TERTAWA senantiasa dilakukannya sepenuh hati. Raut mukanya
seperti menyimpan tawa dalam kadar sangat besar. Sedikit alasan
saja sudah cukup membuatnya tergelak-gelak. Seringkali orang di
sekitarnya terbawa kepada suasana penuh tawa seperti itu. Hanya
kesopanan bersikap di depan seorang kiai sajalah yang menahan
mereka dari turut tertawa tergelak-gelak.
Seperti kecenderungannya yang begitu besar untuk tertawa
sepenuh hati itu, Kiai Ali Krapyak memiliki pandangan serba
optimistis tentang kehidupan dan tentang tempatnya sendiri dalam
kehidupan itu.
Begitu optimistis ia memandang peranannya dalam kehidupan,
sehingga ia sering bagaikan bertindak semau-maunya. Menasihati
menteri, menyindir orang lain dan membuat lelucon bahkan hingga
tentang soalsoal keagamaan yang terdalam sekalipun (seperti
kepercayaan kepada para wali).
Ia sendiri yang menetapkan hak berbuat demikian, dan ia
tidak bertanya kepada orang lain tentang tepat atau tidaknya
tindakan seperti itu. Pokoknya ia yakin tentang penting atau
benarnya suatu hal, langsung dilakukannya.
Walaupun bergaul dekat dengan banyak pejabat pemerintahan
dari tingkat teras di pusat dan daerah, seringkali ia mengambil
sikap melawan dan menyanggah.
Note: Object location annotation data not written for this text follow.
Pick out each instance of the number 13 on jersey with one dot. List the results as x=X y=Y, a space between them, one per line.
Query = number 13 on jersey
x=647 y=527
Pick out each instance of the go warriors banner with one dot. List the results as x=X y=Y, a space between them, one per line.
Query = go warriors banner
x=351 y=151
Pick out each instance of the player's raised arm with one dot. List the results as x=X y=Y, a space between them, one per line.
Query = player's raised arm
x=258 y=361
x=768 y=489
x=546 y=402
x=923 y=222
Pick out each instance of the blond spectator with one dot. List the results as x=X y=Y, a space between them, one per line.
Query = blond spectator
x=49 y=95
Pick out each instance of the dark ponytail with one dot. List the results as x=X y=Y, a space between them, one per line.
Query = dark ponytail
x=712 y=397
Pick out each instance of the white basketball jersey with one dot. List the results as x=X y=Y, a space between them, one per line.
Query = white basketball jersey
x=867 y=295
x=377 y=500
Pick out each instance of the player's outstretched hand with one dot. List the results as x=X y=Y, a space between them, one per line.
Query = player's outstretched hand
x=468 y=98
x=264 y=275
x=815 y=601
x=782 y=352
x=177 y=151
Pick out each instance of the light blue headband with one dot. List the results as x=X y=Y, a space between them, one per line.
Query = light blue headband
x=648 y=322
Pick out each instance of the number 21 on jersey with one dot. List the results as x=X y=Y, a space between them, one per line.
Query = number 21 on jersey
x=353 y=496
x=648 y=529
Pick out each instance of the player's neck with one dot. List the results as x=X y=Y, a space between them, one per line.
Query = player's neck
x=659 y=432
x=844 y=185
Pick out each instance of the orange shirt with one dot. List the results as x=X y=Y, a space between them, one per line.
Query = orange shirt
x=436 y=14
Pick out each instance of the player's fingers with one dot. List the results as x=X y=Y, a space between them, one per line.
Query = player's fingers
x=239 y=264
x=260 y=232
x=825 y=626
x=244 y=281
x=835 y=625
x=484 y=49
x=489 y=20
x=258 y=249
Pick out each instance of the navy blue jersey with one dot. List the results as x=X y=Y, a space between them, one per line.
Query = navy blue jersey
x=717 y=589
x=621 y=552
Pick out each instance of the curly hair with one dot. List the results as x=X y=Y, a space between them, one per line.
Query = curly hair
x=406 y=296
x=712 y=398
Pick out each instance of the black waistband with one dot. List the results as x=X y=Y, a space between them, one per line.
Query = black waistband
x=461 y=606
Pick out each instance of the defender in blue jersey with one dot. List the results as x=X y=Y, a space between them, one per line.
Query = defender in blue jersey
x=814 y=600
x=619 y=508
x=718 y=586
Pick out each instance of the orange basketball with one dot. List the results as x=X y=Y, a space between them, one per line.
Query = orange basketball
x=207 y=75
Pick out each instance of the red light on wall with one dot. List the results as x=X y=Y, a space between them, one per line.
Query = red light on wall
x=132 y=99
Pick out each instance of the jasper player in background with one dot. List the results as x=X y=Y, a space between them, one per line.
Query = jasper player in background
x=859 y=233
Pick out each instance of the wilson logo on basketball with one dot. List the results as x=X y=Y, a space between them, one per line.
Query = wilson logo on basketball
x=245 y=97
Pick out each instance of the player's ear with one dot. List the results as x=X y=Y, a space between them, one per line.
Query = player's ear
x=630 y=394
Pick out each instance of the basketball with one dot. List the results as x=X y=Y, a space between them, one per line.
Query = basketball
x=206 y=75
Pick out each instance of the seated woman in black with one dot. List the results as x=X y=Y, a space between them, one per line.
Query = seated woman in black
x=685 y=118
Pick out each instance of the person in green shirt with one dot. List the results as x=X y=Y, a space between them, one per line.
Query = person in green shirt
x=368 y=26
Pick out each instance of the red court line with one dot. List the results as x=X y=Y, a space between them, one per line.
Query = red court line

Kasus RW Perkawinan dalam tahun
1973-74. Kasus tanda gambar Kiblat menjelang Pemilu 1977. Kasus
aliran kepercayaan dalam SUMPR yang lalu. Kasus liburan puasa.
Mengapakah kiai yang begitu luwes dan bersikap akomodatif
dalam pergaulan dapat mengambil sikap 'keras' dalam kasus-kasus
di atas? Bukankah itu berarti adanya inkonsistensi antara pola
umum hidupnya yang serba akomodatif dan kekerasan kepala dalam
beberapa hal?
Jawabannya terletak pada kemampuan Kiai Ali untuk melakukan
pilihan antara hal-hal esensial agama dari hal-hal yang
dianggapnya bukan persoalan utama. Kemampuan untuk melakukan
penyesuaian dengan tuntutan zaman tanpa kehilangan identitas
semula yang bersumber pada niiai-nilai keagamaan yang paling
dalam.
Ini terbukti dari keseluruhan pola kehidupan kiai yang unik
ini. Sebagai kiai yang mendalam pengetahuan agamanya, sebenarnya
ia cukup mengikuti sistem pendidikan tradisional yang sudah
berjalan begitu lama, untuk memperoleh tempat terhormat dalam
barisan ulama 'tangguh'. Itu tidak dilakukannya.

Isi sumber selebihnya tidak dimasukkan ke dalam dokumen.